The last length of linen went across her eyes. The light disappeared behind the linen to take her down into darkness.
Pain flashed, sharp, sudden, within her to leave a sense of absence, a stillness within her.
It would go quickly now and she was grateful for that.
And it did.
She felt them raise her to carry her swiftly out.
A coughing roar echoed down the tunnel that led outside. They followed that sound, she knew.
The lions, her lions…gifts of the lion-headed Goddess Sekhmet when that Goddess had turned her away and sent her to Isis’s service instead. They would come with her, to keep her company through her long duty so she wouldn’t be utterly alone.
Watching, Khai bowed his head and looked away as they tipped her up for he couldn’t watch as her linen-wrapped form slid with a splash of the Water of Life into the hollow in the stele they’d prepared for her.
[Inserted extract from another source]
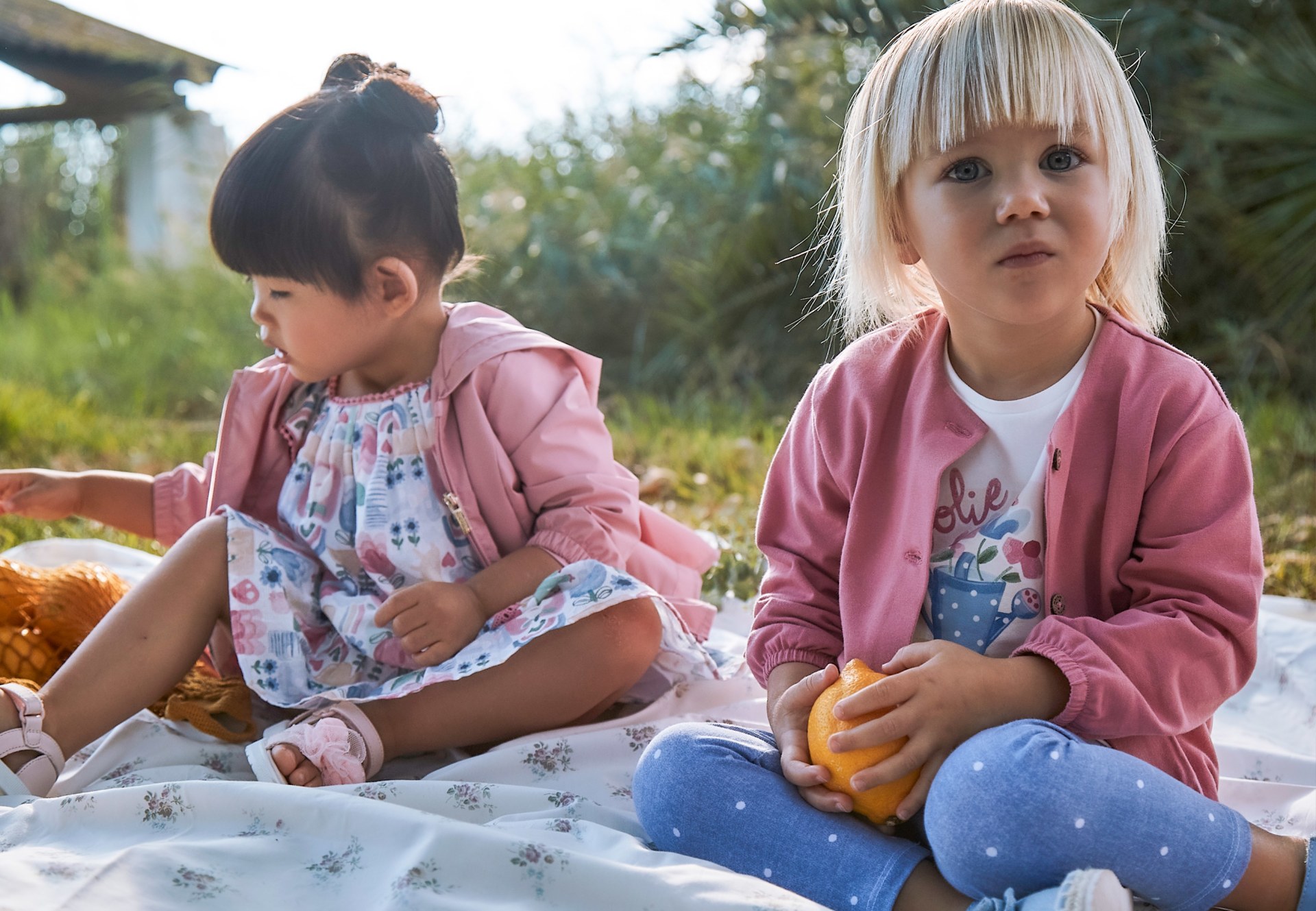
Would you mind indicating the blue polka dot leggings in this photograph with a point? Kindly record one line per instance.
(1016, 806)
He could wish this had been done in sunlight as Irisi was and always had been a creature of light and not darkness.
Grief burned. If only he could have gone in her place…
He could not, he was no priest, he had no magic, nor as Egypt’s only surviving General could he leave his country and its people undefended any more than Irisi could have refused this.
Duty and honor wouldn’t allow it.
He laid a hand against the cold stone, listened as the hammers beat above him, pounded the sealing stone into place with steady rhythmic blows so much like the sound of a heartbeat. Sealing the stele with Irisi inside it. What was it like for her in there, in the darkness filled with the Water of Life?
He willed her the strength and courage to endure. Like the beat of her valiant heart, each blow of mallet on stone reverberated, echoed from the distant walls, to whisper back over the grassy hollow within them.
Above, through the narrow break in the cavern roof Khai could see the stars glitter coldly.
Desperately, instinctively, Irisi’s lungs sought air, her body fought…even as she clung to trance, to will, to the spells in her mind, to the endless mental chanting of the words from the Book of Emerging into Daytime – the Book of the Dead.
She had to hold against the grief and the fear, the close space that enveloped her. What lay below, him and them, battered against her will.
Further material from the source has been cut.